California, United States of America
The following excerpt is from Subsequent Injuries Fund of State of Cal. v. Industrial Acc. Commission, 283 P.2d 1039, 44 Cal.2d 604 (Cal. 1955):
Thus, as expressed in Edson v. Industrial Acc. Comm. (1928), 206 Cal. 134, 138-139, 273 P. 572, 'If the employee has suffered permanent disability by injury or disease prior [44 Cal.2d 608] to the injury for which compensation is sought the statute requires that the percentage of disability on account of the latter injury be computed without reference to any injury previously suffered or any permanent disability caused thereby, except that in the case of aggravation of a pre-existing disease such proportion of the disability due to the aggravation of the prior disease as may be reasonably attributed to the later injurt may be considered. * * *'
It follows from these rules that the Fund is correct in its position that its liability should not be fixed by rating the preexisting disability alone and apart from the subsequent industrial injury. On the other hand it would seem that neither does the statute, when its several pertinent parts are read together, contemplate that in a case such as this (where the later disability is a product of prior disease, an industrial injury aggravating the prior disease, and surgical treatment for the condition growing out of the combination of prior disease and industrial injury) the commission must attempt to rate the disability caused by the later industrial injury entirely independently of the prior existing disease and so fix the employer's liability without respect to either the combined disability or the previously existing disability or impairment. Rather, the more reasonable and workable practice, and one conforming with the intent of the statute, appears to be that which the commission seems to have consistently followed in aggravation cases, viz.: to rate the combined disability (whether it be 70 per cent, 80 per cent, 100 per cent, or some other percentage) and then (as provided by section 4663) assign a proportion (such as 1/2, 2/3, 80 per cent, etc.) of the combined disability to the later injury and a correlative proportion to the pre-existing disability or impairment. See, e. g., 19 Cal.Comp.
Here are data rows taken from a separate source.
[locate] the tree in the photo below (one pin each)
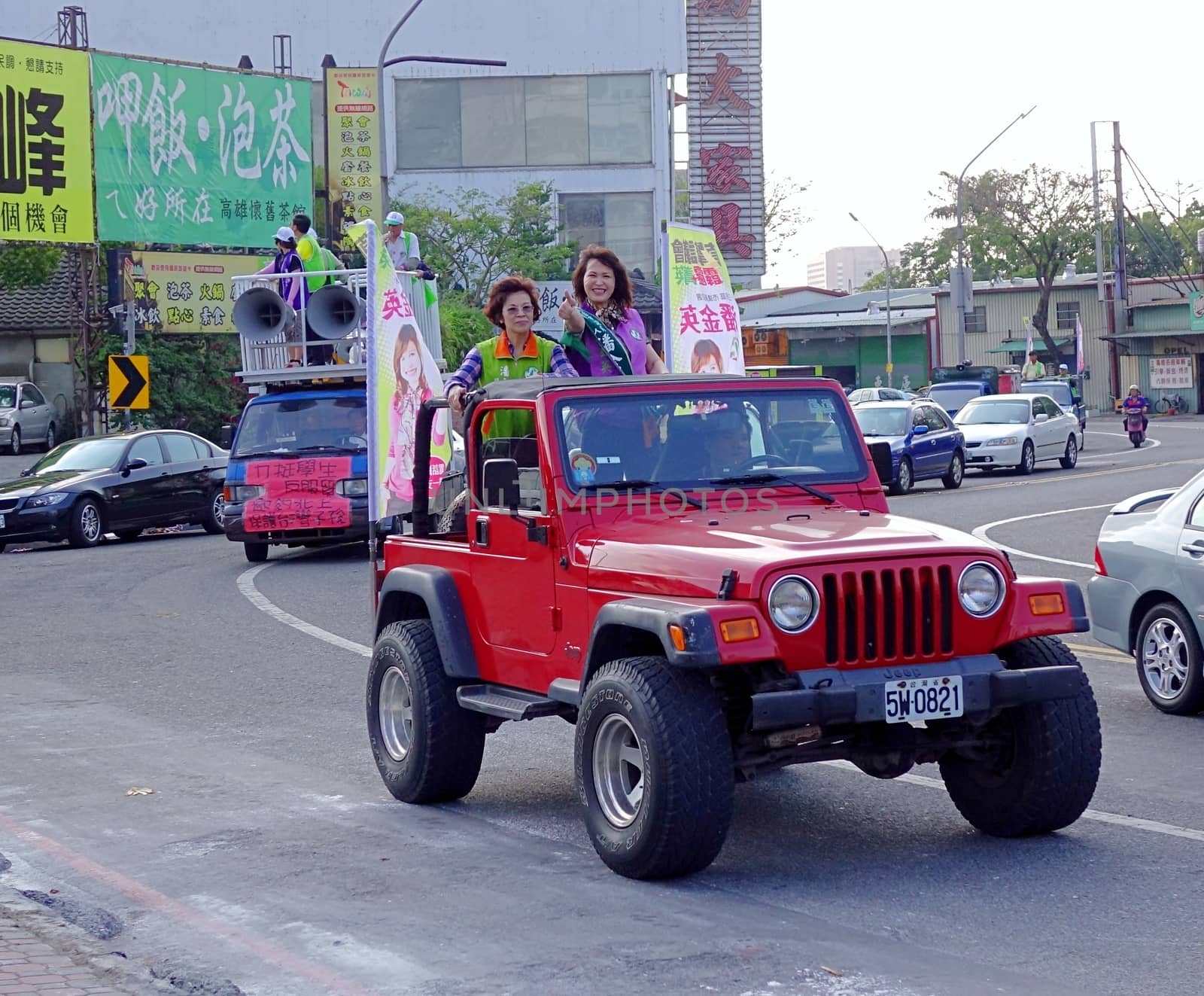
(473, 239)
(27, 265)
(783, 212)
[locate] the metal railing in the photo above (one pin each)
(268, 358)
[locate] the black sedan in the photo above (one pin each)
(120, 483)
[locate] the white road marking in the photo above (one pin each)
(983, 530)
(1097, 815)
(247, 586)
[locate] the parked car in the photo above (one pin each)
(1017, 430)
(120, 483)
(861, 395)
(1148, 594)
(954, 394)
(924, 442)
(27, 418)
(1067, 397)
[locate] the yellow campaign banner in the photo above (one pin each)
(46, 174)
(702, 321)
(182, 291)
(353, 136)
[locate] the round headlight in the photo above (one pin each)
(981, 589)
(792, 604)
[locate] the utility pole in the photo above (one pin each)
(1120, 295)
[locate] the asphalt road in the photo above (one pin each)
(270, 854)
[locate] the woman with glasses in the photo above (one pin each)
(517, 351)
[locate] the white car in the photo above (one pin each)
(1017, 430)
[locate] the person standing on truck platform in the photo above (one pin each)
(290, 288)
(515, 351)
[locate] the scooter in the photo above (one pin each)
(1133, 424)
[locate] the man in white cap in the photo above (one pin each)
(401, 245)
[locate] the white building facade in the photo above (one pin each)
(583, 100)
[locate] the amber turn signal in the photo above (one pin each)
(738, 630)
(1047, 605)
(678, 636)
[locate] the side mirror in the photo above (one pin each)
(880, 453)
(500, 483)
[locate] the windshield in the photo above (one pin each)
(1060, 393)
(953, 397)
(686, 440)
(993, 413)
(304, 424)
(82, 455)
(882, 422)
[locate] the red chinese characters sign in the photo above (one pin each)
(298, 495)
(726, 159)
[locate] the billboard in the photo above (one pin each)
(353, 146)
(726, 150)
(45, 150)
(198, 156)
(180, 291)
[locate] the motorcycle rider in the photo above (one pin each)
(1136, 403)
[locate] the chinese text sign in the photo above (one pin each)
(198, 156)
(702, 321)
(45, 148)
(353, 151)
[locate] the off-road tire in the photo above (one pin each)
(81, 532)
(1071, 458)
(447, 741)
(956, 472)
(1027, 458)
(210, 520)
(905, 480)
(1190, 699)
(1044, 776)
(682, 819)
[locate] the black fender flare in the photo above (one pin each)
(435, 588)
(653, 617)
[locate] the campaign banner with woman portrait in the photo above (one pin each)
(702, 321)
(403, 375)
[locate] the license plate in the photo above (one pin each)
(924, 699)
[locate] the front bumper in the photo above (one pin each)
(993, 455)
(841, 698)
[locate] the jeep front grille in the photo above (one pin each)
(892, 614)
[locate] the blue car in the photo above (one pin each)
(925, 443)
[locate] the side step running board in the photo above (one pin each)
(509, 702)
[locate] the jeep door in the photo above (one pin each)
(513, 562)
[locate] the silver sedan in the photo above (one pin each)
(1148, 594)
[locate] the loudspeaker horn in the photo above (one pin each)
(260, 315)
(334, 312)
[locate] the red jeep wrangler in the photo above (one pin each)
(702, 574)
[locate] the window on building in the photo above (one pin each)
(620, 222)
(1066, 313)
(506, 120)
(975, 321)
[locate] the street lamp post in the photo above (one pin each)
(886, 263)
(961, 271)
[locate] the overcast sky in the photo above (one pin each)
(868, 102)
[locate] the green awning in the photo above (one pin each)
(1021, 345)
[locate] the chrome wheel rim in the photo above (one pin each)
(395, 710)
(90, 523)
(1166, 659)
(618, 771)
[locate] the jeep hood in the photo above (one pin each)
(686, 556)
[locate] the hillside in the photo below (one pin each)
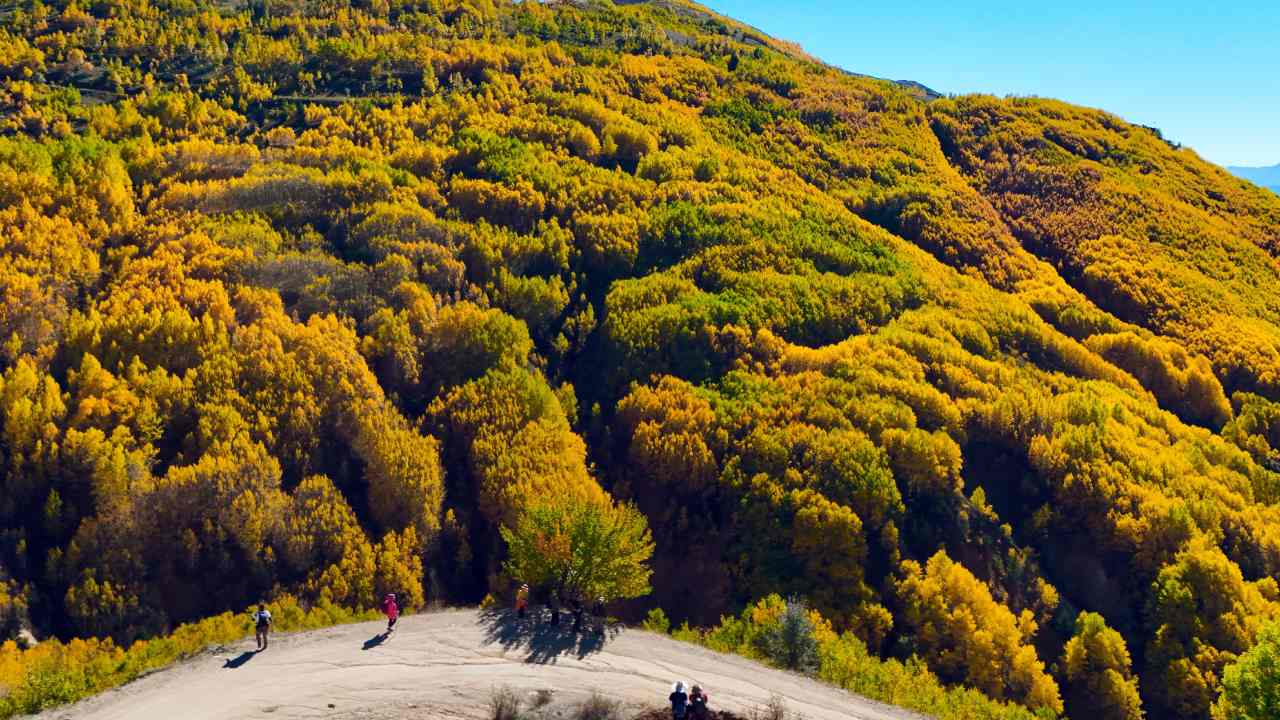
(316, 299)
(447, 665)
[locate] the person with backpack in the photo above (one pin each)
(263, 624)
(698, 703)
(679, 702)
(599, 611)
(522, 601)
(392, 610)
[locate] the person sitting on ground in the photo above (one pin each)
(392, 610)
(263, 624)
(679, 702)
(522, 601)
(698, 703)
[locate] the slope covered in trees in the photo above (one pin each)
(330, 299)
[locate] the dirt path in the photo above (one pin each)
(444, 665)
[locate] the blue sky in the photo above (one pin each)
(1206, 73)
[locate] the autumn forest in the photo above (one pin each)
(324, 299)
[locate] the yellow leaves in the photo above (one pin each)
(406, 483)
(968, 636)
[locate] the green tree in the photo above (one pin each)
(1097, 677)
(581, 548)
(791, 642)
(1251, 687)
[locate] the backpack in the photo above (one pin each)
(679, 703)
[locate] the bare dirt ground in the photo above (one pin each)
(446, 665)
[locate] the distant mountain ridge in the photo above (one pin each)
(1266, 177)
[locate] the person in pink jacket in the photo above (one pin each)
(392, 609)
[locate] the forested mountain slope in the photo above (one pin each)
(312, 297)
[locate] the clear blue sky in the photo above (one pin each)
(1206, 73)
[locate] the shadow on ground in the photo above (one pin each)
(543, 641)
(233, 662)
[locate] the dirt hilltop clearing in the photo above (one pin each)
(446, 665)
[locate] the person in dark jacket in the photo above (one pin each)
(698, 703)
(679, 702)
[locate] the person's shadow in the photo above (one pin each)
(233, 662)
(545, 642)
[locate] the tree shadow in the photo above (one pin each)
(544, 642)
(233, 662)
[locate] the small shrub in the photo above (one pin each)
(791, 643)
(503, 703)
(542, 698)
(598, 707)
(657, 621)
(773, 710)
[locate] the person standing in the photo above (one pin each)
(522, 601)
(698, 703)
(599, 611)
(392, 610)
(679, 702)
(263, 624)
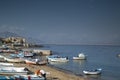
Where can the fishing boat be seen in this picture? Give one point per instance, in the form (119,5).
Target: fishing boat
(92,72)
(13,70)
(6,64)
(29,77)
(13,59)
(56,58)
(35,61)
(80,56)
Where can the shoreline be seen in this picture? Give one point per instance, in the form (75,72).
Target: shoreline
(53,73)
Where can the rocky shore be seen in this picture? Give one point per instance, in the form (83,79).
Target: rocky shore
(52,73)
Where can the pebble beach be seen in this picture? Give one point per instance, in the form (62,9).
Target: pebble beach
(52,73)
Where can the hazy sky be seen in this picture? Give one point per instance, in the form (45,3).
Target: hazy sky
(63,21)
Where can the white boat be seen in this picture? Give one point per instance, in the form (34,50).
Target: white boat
(92,72)
(80,56)
(12,59)
(6,64)
(13,70)
(35,61)
(56,58)
(29,77)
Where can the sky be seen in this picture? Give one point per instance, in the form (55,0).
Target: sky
(85,22)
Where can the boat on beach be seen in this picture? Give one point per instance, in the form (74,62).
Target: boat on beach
(13,59)
(92,72)
(27,77)
(80,56)
(6,64)
(56,58)
(13,70)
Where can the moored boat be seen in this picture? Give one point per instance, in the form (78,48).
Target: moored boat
(5,64)
(35,61)
(80,56)
(30,76)
(13,70)
(12,59)
(92,72)
(56,58)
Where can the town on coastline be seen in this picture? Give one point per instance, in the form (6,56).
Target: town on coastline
(15,50)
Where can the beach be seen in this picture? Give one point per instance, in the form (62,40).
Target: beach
(52,73)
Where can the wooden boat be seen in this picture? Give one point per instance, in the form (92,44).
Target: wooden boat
(35,61)
(13,59)
(29,77)
(81,56)
(6,64)
(92,72)
(13,70)
(56,58)
(4,77)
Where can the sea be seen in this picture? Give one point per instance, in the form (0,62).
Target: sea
(98,56)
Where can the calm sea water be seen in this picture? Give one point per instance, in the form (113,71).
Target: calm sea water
(97,57)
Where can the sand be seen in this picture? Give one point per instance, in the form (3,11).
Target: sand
(52,73)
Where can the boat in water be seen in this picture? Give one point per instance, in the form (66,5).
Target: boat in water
(13,70)
(93,72)
(80,56)
(56,58)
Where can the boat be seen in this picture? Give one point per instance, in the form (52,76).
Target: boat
(56,58)
(80,56)
(35,61)
(92,72)
(28,77)
(4,77)
(13,59)
(13,70)
(6,64)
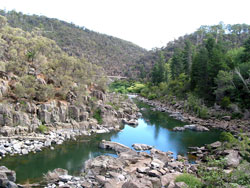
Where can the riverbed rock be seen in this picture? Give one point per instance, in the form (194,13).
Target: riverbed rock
(232,158)
(142,147)
(132,122)
(227,118)
(192,127)
(166,179)
(7,177)
(114,146)
(216,144)
(54,175)
(178,129)
(196,128)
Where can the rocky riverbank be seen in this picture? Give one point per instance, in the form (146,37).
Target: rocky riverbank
(177,111)
(129,169)
(61,121)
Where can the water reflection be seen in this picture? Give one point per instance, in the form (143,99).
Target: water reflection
(154,129)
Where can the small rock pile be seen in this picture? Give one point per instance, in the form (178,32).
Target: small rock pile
(129,169)
(7,178)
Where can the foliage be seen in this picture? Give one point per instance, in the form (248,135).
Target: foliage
(42,71)
(225,102)
(98,116)
(111,53)
(42,128)
(158,70)
(194,104)
(214,177)
(120,86)
(190,180)
(136,88)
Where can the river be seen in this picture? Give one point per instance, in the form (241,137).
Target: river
(155,128)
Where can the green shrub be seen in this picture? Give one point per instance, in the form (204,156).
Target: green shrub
(227,137)
(97,115)
(225,102)
(237,115)
(152,96)
(203,112)
(136,88)
(190,180)
(42,128)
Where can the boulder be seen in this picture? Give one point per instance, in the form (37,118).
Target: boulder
(132,184)
(167,178)
(55,174)
(141,147)
(6,173)
(114,146)
(196,128)
(74,112)
(45,116)
(178,129)
(216,144)
(233,158)
(227,118)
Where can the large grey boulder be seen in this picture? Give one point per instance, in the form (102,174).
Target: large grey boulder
(45,116)
(74,112)
(8,174)
(232,158)
(141,147)
(114,146)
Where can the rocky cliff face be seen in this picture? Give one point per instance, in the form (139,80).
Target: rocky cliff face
(17,118)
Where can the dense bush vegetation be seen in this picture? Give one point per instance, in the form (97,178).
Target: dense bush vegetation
(209,66)
(42,71)
(116,56)
(217,177)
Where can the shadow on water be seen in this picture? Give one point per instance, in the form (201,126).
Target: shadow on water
(155,128)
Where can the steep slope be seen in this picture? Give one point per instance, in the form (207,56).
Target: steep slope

Cases (1954) 29-30, 143, 149, 166-167, 173-175; 18 Cal.Comp. Cases (1953) 242-243; 17 Cal.Comp. Cases (1952) 131; 16 Cal.Comp. Cases (1951) 308-309; 15 Cal.Comp. Cases (1950) 169; 11 Cal.Comp. Cases (1946) 225-226, 238-239; 3 Cal.Comp. Cases (1938) 77-78; 2 Cal.Comp. Cases (1937) 67-68. This was also the method followed by the commission and approved by this court in Tanenbaum v. Industrial Acc. Comm. (1935), 4 Cal.2d 615, 616, 52 P.2d 215, in which the employe's permanent disability, rated at 32 3/4 per cent, was found to have been 'partly caused by preexisting dormant disease (arthritis) and partly by said (industrial) injury,' and an [44 Cal.2d 609] apportionment was made of 33 1/3 per cent to pre-existing disease and 66 2/3 per cent to the industrial injury.